By Colin Kellaher

 

Merck & Co. on Friday said the European Medicines Agency's Committee for Medicinal Products for Human Use recommended expanded approval of its blockbuster cancer drug Keytruda in certain patients with biliary tract cancer.

The Rahway, N.J., drugmaker said the recommendation covers Keytruda in combination with gemcitabine and cisplatin for the first-line treatment of adults with locally advanced unresectable or metastatic biliary tract carcinoma.

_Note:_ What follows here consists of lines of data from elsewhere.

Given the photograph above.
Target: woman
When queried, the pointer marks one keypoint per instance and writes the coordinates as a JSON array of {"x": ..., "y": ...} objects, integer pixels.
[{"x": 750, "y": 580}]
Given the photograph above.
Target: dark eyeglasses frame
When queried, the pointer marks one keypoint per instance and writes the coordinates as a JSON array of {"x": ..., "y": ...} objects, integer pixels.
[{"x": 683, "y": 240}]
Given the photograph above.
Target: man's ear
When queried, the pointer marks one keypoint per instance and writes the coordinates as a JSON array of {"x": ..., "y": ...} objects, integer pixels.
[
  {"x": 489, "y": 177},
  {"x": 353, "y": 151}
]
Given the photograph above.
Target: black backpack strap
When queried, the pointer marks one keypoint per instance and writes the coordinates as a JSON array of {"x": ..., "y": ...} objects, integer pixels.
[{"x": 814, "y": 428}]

Merck said the positive CHMP opinion is based on results from a phase 3 study in which the Keytruda combination showed a statistically significant improvement in overall survival versus chemotherapy alone.

The European Commission, which generally follows the CHMP's advice, is expected to make a decision by the end of the year, Merck said.

Merck is studying Keytruda, a cancer drug that harnesses a patient's immune system to fight tumors, in a raft of trials across a wide variety of cancers and treatment settings. The drug, which is approved in dozens of indications worldwide, generated sales of more than $18 billion in the first nine months of 2023.

 

Write to Colin Kellaher at colin.kellaher@wsj.com

 

(END) Dow Jones Newswires

November 10, 2023 08:20 ET (13:20 GMT)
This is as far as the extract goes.